Every quarter, I sit down with my kids individually for a conference, and I use a page for each of them to keep a running list of things that I want to talk about. I probably add things every week or so, usually on Mondays when I’m reviewing the week, and I include accomplishments I’m especially proud of (which are usually related to persistence and hard work) as well as notes about things I think we could be doing better. If my child expresses an interest in a particular class or subject, I’ll jot that down here, too, so that we can discuss how to pursue it at conference time.
I also use my bullet journal to make plans for subjects or topics I want to cover. I know I keep apologizing for messy pages, but this one is really messy because (with this one exception!) I am the only person who will ever use it. I really just brain dump on these pages, and eventually some of the info will migrate to its own page (4th grade reading list, 4th grade history, etc.). Aside: You can see that we are planning NOT WHITE MEN HISTORY next year, for which I am writing my own curriculum and about which I am nerdily excited.
If you are a regular reader or podcast listener, you know that I am constantly baffled by how much feeding people is involved in homeschooling. I keep my menu plan in my bullet journal—I plan for the month, then copy each week onto a weekly schedule to post in the kitchen. You may wonder if this means that people ask me “what’s for breakfast/lunch/dinner/snack?” less often, but no. No, it doesn’t.

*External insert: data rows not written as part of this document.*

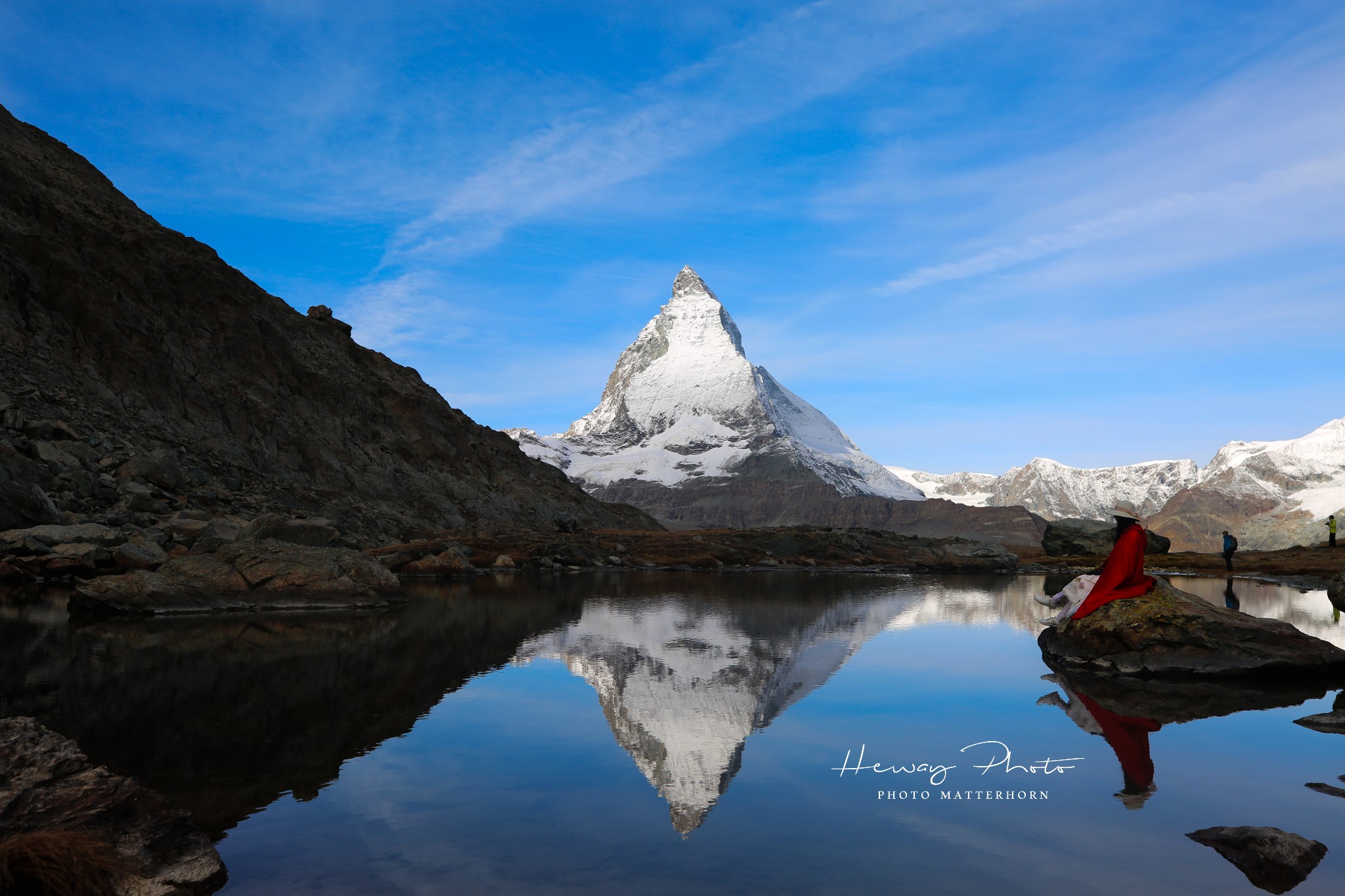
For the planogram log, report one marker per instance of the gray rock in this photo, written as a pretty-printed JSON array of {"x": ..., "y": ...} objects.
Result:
[
  {"x": 186, "y": 530},
  {"x": 317, "y": 532},
  {"x": 217, "y": 534},
  {"x": 1173, "y": 633},
  {"x": 160, "y": 471},
  {"x": 245, "y": 575},
  {"x": 26, "y": 504},
  {"x": 146, "y": 555},
  {"x": 1091, "y": 538},
  {"x": 1329, "y": 723},
  {"x": 47, "y": 785},
  {"x": 54, "y": 535},
  {"x": 1271, "y": 859}
]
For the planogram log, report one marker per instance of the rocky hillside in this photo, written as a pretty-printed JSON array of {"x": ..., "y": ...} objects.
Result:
[
  {"x": 692, "y": 431},
  {"x": 141, "y": 373}
]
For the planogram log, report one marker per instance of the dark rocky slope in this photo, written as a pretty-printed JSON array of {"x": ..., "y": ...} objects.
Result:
[
  {"x": 142, "y": 373},
  {"x": 770, "y": 492}
]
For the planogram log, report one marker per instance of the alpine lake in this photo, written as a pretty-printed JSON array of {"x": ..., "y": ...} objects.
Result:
[{"x": 674, "y": 733}]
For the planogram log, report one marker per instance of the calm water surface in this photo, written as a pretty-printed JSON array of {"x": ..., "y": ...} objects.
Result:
[{"x": 682, "y": 733}]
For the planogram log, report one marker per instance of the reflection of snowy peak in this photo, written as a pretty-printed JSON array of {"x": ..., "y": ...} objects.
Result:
[
  {"x": 684, "y": 402},
  {"x": 685, "y": 683}
]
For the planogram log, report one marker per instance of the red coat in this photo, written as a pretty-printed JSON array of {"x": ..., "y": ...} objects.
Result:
[
  {"x": 1122, "y": 575},
  {"x": 1129, "y": 739}
]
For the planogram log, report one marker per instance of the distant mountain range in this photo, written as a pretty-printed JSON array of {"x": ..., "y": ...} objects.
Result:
[
  {"x": 692, "y": 431},
  {"x": 1271, "y": 495}
]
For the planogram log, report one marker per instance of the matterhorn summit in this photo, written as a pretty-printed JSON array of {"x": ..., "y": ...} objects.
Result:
[{"x": 685, "y": 408}]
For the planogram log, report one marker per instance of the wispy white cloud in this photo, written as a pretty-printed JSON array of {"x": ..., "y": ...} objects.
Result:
[{"x": 813, "y": 51}]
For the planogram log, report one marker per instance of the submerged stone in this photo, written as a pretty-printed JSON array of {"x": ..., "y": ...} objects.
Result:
[
  {"x": 1274, "y": 860},
  {"x": 1172, "y": 633}
]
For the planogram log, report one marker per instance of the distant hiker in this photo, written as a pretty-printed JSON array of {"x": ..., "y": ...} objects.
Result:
[{"x": 1121, "y": 576}]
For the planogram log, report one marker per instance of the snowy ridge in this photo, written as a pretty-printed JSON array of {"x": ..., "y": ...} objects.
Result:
[
  {"x": 685, "y": 402},
  {"x": 1301, "y": 480},
  {"x": 1055, "y": 490}
]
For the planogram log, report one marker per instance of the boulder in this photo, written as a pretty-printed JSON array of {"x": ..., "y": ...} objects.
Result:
[
  {"x": 1091, "y": 538},
  {"x": 24, "y": 504},
  {"x": 186, "y": 530},
  {"x": 455, "y": 559},
  {"x": 143, "y": 555},
  {"x": 1173, "y": 633},
  {"x": 217, "y": 534},
  {"x": 245, "y": 575},
  {"x": 92, "y": 824},
  {"x": 317, "y": 532},
  {"x": 163, "y": 472},
  {"x": 1274, "y": 860}
]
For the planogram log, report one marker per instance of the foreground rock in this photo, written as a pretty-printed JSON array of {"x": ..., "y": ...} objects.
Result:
[
  {"x": 1274, "y": 860},
  {"x": 101, "y": 832},
  {"x": 1180, "y": 700},
  {"x": 1173, "y": 633},
  {"x": 1091, "y": 538},
  {"x": 245, "y": 575},
  {"x": 799, "y": 547}
]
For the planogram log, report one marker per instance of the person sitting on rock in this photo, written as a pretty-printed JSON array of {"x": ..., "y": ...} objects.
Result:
[{"x": 1121, "y": 576}]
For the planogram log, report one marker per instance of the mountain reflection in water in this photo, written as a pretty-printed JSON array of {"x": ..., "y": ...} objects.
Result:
[{"x": 705, "y": 681}]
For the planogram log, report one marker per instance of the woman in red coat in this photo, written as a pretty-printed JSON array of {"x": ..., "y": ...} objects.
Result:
[{"x": 1121, "y": 576}]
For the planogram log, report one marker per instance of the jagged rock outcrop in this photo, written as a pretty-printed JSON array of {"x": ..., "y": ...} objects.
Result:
[
  {"x": 1170, "y": 633},
  {"x": 1091, "y": 538},
  {"x": 55, "y": 803},
  {"x": 1274, "y": 860},
  {"x": 245, "y": 575},
  {"x": 142, "y": 375}
]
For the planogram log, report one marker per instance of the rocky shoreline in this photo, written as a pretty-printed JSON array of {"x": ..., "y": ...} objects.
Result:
[{"x": 69, "y": 826}]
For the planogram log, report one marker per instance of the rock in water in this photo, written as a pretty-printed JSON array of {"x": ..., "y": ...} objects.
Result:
[
  {"x": 1173, "y": 633},
  {"x": 1274, "y": 860},
  {"x": 1091, "y": 538},
  {"x": 245, "y": 575},
  {"x": 49, "y": 788}
]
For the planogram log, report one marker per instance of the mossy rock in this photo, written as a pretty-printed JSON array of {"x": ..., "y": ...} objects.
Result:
[{"x": 1172, "y": 633}]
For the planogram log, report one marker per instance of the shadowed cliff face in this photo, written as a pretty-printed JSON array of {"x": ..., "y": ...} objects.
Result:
[
  {"x": 227, "y": 714},
  {"x": 137, "y": 336}
]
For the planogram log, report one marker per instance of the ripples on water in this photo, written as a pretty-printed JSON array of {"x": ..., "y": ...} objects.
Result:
[{"x": 655, "y": 733}]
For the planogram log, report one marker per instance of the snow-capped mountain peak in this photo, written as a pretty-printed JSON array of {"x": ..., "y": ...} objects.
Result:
[{"x": 685, "y": 402}]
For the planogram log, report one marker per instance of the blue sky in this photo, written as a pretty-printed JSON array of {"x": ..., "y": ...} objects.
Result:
[{"x": 971, "y": 233}]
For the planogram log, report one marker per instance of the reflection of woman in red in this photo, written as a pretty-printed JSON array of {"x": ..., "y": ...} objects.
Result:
[
  {"x": 1121, "y": 576},
  {"x": 1126, "y": 735}
]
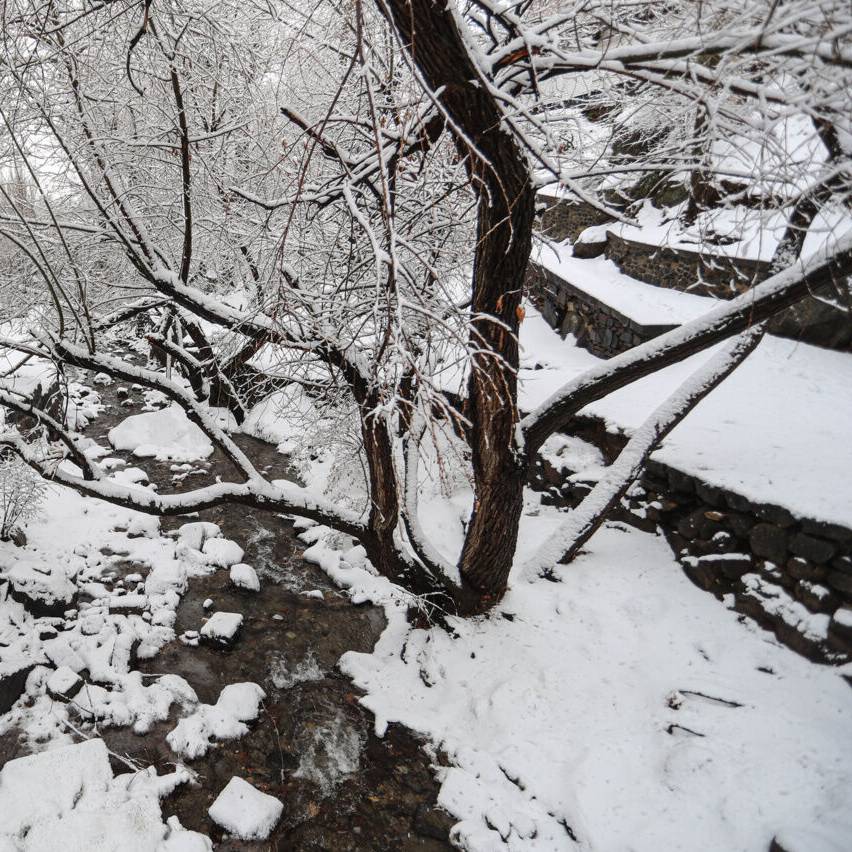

So that’s my (messy) bullet journal in a nutshell. It’s the only homeschool planner that’s ever worked for me, probably because it’s not really a planner in the traditional sense at all, and I love that it allows me to feel organized about my homeschool life. So many planners and organizers seemed like a great idea when I bought them but never really worked with my actual life. This one does, and I really like having everything in one place and being able to quickly tell where we are and what I need to do next.
What about you? Do you bullet journal? Or do you have a planner you really love?